Taxes Prove I’m Wrong About IUL as an Asset Class
In my article, I had an example of a 45-year old who could fund a brokerage account to build wealth vs. an IUL (although my opinion is to take a multiple bucket approach to building wealth where IUL is just one of several buckets).
$15,000 a year in premium into the IUL and to fund the brokerage account. 6% rate of return and cash flow for 20 years starting at age 65 (IUL cash flow is tax-free and the brokerage account cash flow is net of taxes).
Brokerage account: 1.2% mutual fund expense but NO money management fee.
The big variable and the reason for the newsletter is the tax-drag annually on the brokerage account. For years I’ve used a rate that was too low. After really digging into the research of what is typical, I came to the following conclusion for the average tax-drag:
- Mutual funds* 1.52%
- Index funds* 1.41%
Download the following two examples and review the numbers yourself:
- Mutual fund comparison where I only use a 0.7% tax-drag
- Mutual fund comparison where I only use a 1.5% tax-drag
For those who want to say that a brokerage account should return more than the 6% I illustrated, first I’d say that the IUL (using historical numbers) should be in excess of 7%, but I like to illustrate it in a conservative manner.

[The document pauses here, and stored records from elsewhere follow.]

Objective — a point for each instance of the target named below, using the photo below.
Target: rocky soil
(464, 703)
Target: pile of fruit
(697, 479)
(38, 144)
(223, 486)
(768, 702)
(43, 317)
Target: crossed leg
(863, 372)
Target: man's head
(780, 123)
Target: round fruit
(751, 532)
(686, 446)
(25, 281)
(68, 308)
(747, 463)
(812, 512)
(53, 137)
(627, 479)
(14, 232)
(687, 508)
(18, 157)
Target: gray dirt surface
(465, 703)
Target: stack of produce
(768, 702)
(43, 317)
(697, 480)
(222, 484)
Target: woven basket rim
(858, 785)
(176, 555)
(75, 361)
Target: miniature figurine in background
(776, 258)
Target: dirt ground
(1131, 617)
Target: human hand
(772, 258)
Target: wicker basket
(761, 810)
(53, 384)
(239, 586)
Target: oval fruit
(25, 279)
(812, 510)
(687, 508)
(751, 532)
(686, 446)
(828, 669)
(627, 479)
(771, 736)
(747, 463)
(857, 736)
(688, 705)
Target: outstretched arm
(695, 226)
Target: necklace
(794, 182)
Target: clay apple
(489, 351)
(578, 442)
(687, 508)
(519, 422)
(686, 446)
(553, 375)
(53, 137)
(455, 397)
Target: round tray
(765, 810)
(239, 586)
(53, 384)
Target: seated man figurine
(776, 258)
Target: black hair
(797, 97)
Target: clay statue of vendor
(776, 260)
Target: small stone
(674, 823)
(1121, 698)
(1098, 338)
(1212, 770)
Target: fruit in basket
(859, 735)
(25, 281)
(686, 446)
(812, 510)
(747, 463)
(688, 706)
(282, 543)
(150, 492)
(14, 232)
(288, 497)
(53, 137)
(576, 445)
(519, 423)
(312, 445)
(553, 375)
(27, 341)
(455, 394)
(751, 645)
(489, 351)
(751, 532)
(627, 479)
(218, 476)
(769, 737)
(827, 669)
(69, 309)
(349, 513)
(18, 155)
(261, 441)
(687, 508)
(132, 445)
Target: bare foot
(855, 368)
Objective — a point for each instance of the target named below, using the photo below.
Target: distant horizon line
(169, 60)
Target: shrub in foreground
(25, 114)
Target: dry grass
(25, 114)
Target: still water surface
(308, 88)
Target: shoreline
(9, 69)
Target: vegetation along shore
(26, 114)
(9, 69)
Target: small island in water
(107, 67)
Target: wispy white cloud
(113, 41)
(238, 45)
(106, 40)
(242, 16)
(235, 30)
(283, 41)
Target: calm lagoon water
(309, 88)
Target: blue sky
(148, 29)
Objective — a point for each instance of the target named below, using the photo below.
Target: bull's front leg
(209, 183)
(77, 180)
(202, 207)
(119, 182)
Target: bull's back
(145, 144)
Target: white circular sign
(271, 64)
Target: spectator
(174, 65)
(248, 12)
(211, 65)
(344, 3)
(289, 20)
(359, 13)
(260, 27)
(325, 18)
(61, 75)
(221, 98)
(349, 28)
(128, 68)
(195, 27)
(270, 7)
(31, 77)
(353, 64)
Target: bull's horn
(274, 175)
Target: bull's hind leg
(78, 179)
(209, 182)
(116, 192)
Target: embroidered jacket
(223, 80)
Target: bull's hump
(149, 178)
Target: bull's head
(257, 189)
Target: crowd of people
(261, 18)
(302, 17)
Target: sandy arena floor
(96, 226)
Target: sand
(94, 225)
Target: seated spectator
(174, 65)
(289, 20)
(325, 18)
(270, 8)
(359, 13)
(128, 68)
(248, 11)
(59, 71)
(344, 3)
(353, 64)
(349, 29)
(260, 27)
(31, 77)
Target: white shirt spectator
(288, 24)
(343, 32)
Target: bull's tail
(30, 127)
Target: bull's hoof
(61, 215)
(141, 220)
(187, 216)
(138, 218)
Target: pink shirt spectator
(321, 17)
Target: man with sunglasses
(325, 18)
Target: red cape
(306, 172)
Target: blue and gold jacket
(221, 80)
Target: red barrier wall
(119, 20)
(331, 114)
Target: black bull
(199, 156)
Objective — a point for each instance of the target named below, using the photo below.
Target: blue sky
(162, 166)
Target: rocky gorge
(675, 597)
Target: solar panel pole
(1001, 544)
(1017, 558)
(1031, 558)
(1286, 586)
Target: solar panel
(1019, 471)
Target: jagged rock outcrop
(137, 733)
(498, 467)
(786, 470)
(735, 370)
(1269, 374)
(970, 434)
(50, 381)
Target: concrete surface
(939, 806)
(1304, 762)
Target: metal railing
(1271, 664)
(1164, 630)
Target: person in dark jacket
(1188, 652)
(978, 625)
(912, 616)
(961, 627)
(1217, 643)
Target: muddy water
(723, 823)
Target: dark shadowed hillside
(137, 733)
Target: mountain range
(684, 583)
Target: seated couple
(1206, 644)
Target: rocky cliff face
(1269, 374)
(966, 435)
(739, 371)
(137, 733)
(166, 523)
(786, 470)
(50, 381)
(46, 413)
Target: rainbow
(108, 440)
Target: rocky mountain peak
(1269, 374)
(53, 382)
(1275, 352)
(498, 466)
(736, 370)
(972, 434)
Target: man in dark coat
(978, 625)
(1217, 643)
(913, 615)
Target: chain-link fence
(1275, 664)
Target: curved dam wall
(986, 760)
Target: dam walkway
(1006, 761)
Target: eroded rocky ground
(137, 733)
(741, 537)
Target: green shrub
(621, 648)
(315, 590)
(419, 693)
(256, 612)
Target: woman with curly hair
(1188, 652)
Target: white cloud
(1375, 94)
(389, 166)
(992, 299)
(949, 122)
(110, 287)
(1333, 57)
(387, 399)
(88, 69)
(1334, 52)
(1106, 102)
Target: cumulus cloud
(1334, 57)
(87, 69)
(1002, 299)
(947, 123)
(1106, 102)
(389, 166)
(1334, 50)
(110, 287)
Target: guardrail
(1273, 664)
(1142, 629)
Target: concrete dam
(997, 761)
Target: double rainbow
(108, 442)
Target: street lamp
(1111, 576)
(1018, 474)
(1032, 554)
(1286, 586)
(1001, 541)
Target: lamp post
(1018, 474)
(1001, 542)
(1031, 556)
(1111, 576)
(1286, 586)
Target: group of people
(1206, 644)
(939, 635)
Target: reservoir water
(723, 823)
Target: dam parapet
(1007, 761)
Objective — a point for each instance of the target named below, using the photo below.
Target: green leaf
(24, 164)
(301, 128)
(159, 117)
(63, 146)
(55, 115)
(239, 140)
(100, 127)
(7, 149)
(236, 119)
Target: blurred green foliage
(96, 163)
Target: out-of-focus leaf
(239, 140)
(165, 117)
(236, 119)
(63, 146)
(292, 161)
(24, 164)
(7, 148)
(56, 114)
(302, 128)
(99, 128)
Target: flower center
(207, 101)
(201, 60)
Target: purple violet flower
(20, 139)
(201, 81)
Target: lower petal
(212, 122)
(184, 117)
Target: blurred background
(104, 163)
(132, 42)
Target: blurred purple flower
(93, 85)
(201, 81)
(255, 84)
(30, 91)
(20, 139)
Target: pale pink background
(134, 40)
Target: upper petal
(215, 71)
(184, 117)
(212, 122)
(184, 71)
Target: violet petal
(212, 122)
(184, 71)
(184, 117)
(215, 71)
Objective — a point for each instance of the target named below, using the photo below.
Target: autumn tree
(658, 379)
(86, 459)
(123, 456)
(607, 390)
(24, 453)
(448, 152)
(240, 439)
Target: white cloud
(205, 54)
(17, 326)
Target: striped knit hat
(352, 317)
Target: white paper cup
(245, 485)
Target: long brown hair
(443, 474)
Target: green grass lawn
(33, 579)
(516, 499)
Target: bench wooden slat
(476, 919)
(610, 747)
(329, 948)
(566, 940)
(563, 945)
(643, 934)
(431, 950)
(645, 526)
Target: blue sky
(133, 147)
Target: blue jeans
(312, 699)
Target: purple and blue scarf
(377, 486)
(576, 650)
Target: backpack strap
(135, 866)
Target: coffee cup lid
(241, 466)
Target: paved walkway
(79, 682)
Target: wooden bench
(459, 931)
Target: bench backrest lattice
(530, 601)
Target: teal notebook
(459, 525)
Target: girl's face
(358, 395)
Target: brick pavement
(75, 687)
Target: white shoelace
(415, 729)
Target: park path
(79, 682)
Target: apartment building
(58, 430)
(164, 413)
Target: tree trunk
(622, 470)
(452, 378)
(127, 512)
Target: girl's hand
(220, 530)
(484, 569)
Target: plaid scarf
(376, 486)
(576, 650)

I ran a second set of numbers using the same tax-drag as 1) and 2) above, but used an 8% gross rate of return.
The bottom line is that if you understand fairly basic math, it’s tough to argue that IUL is an asset class that should be considered for clients under 60 and one that is a nice tax-hedge to protect clients from increasing taxes.
*The mutual and index fund data is for large blends and came from YCharts.